In his new book, Growing Food in a Hotter, Drier Land
, author Gary Paul Nabhan draws on the knowledge and expertise of traditional and visionary desert farmers, compiling stories of resilience and adaptation that urge readers to plan for uncertainty, acquire knowledge, and take action.
The following exchange between Nabhan and Chelsea Green Senior Editor Ben Watson—who worked with Nabhan on Growing Food in a Hotter, Drier Land
—covers a variety of topics, including how this book is for farmers and gardeners of all sizes and regions, and why there’s hope in a time when it would seem all too easy to succumb to despair.
What does global climate change have to do with America’s failure to produce more food than its people consume for the third straight year?
For starters, we had more than 2,200 counties declared national drought disaster areas in 2012, four times more than in 2011. Farmers applied for $13 billion dollars of federal insurance due to crop failures and reduced yields, more than twice the running average per year. Increasingly unprecedented climatic disruption is affecting farmers, ranchers, foragers and fishers more than ever before, and yet big agriculture’s lobbyists like the American Farm Bureau Federation deny that we’re entering a “new normal.” Sadly, that disadvantages its own rank and file members by not developing programs that prevent crop failure, as if crop insurance for more failed farms will be sufficient.
Can farmers and food producers really do anything significant to combat or even lessen the effects of climate change?
Absolutely. More than any other human activity that both contributes to and is negatively impacted by climate change, farming has tremendous capacity to both reduce its carbon footprint and adapt to changing conditions. Farmers can do so by using a wider range of crop and livestock diversity to buffer themselves from uncertainty, and by adapting and ramping up strategies for reducing the impacts of heat and drought that traditional desert food producers have employed for centuries, if not millennia.

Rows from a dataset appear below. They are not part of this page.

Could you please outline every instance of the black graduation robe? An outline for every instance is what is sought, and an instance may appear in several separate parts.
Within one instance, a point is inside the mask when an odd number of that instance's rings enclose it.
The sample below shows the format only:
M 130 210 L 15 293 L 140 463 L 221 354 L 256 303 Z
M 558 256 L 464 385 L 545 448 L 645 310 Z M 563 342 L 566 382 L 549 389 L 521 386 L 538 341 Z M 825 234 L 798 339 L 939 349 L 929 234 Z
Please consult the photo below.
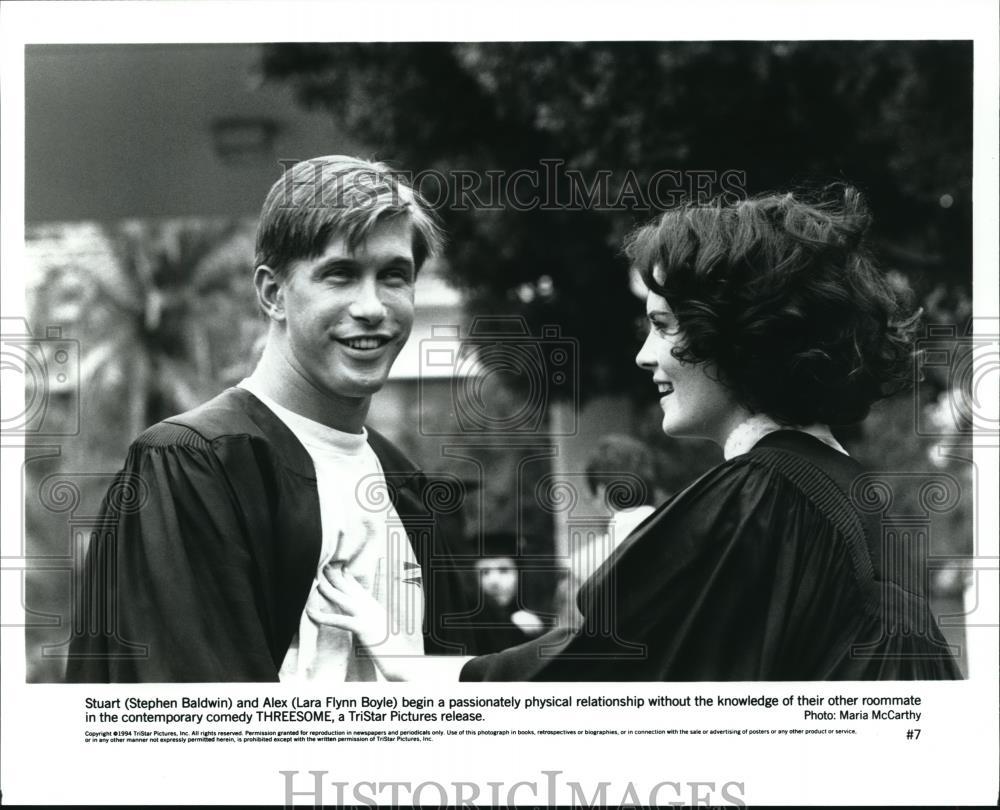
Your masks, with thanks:
M 422 568 L 425 647 L 465 652 L 467 639 L 440 621 L 466 606 L 425 503 L 434 499 L 423 497 L 427 479 L 383 436 L 368 436 Z M 102 506 L 67 680 L 276 681 L 321 547 L 312 459 L 249 391 L 230 388 L 154 425 Z
M 584 584 L 582 625 L 467 663 L 462 680 L 959 678 L 920 561 L 883 566 L 861 467 L 797 431 L 765 436 L 647 518 Z
M 499 652 L 532 638 L 514 622 L 512 616 L 515 612 L 511 605 L 500 607 L 487 602 L 482 610 L 465 620 L 463 624 L 473 628 L 474 642 L 470 652 L 477 655 Z

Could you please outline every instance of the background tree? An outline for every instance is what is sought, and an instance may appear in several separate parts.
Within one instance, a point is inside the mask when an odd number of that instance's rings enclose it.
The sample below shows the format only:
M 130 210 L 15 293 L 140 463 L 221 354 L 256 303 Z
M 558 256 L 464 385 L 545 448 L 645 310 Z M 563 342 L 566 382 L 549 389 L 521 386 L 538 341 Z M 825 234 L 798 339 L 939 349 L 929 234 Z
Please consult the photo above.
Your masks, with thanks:
M 262 70 L 411 170 L 558 159 L 588 183 L 610 171 L 612 200 L 630 171 L 639 188 L 662 169 L 738 170 L 750 193 L 850 181 L 877 215 L 874 246 L 919 296 L 969 284 L 966 43 L 277 44 Z M 441 212 L 473 312 L 561 324 L 581 342 L 588 395 L 640 379 L 622 361 L 639 304 L 618 246 L 653 211 L 618 202 Z
M 55 453 L 51 439 L 30 437 L 24 473 L 27 542 L 41 559 L 26 574 L 35 614 L 25 630 L 28 680 L 48 682 L 65 661 L 40 651 L 66 638 L 57 620 L 69 615 L 70 590 L 45 558 L 68 558 L 73 540 L 67 512 L 53 508 L 68 503 L 46 492 L 65 482 L 73 511 L 97 514 L 139 433 L 252 370 L 264 322 L 249 290 L 252 222 L 41 225 L 28 240 L 49 245 L 35 254 L 31 322 L 60 324 L 80 346 L 79 388 L 48 397 L 56 425 L 74 423 L 79 406 L 79 435 Z

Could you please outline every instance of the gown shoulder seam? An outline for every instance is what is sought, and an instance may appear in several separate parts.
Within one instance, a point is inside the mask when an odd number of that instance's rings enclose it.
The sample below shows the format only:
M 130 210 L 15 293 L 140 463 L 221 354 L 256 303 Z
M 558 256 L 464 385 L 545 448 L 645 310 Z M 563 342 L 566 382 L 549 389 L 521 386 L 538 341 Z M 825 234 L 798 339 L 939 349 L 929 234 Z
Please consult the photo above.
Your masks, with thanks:
M 762 448 L 753 453 L 753 458 L 786 479 L 837 528 L 847 544 L 861 590 L 862 607 L 870 614 L 877 614 L 881 600 L 864 525 L 844 490 L 824 470 L 787 450 Z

In writing this book, you’ve drawn upon the traditional knowledge of native and immigrant farmers from around the world — people who have learned how to deal with climate uncertainty. How did you find them?
Since 1978 or so, I have been fortunate enough to occasionally travel on work to nearly every other desert in the world, where I tried to pay keen attention to what indigenous and immigrant farmers were doing to deal with drought, heat, salinization and scarcity of fresh water for irrigation. When I saw what looked to be an oasis-like mirage in the desert, I sought it out and found remarkably resilient, intelligent farmers there. Thirty-five years later, I’m humbled by how much they have tried to teach me that perhaps all of us now need to know.
Is this book primarily for farmers or gardeners? In other words, at what scale are these strategies applicable?
I’d hate to see these strategies relegated only to a backyard garden in some desert region. I’d like to see farmers and gardeners everywhere—not just in historically arid regions—take stock of these remarkably diverse adaptations to climate uncertainty. They may need to scale them up and adapt them to their own peculiar conditions, but as far as I can see, there will be no silver bullet like a climate-friendly GMO that is going to save us. We need to diversify our strategies and scales for agricultural production if we are to regain some modicum of food security.
In your opinion, what is driving climate change more: on-farm carbon “foodprints” or the carbon foodprint of our global supply and distribution system?
The latter—on-farming fossil fuel accounts for less than one-fifth of all energy expenditure in our entire food system, but it’s an expenditure of energy that we can dramatically reduce through creative solutions that will improve rather than harm farmer’s bottom line. And consumers at large should help farmers transition to more energy- and water-efficient practices, as well as dealing with similar problems in the ways they store, process and consume food at home.
Do you have cause for either hope or despair as we pass beyond the carbon level of 400 parts per million in Earth’s atmosphere?
As the saying goes, I’m an intellectual pessimist but a glandular optimist. Every time I get my hands dirty outside and try to solve the problems in my own orchard and garden, I find hope lurking in the emerging greenery. If we simply sit on our butts all day in an office and wring our hands, not much will get done. So read my book quickly, then compost it, and with what you’ve learned, plant something fresh in it!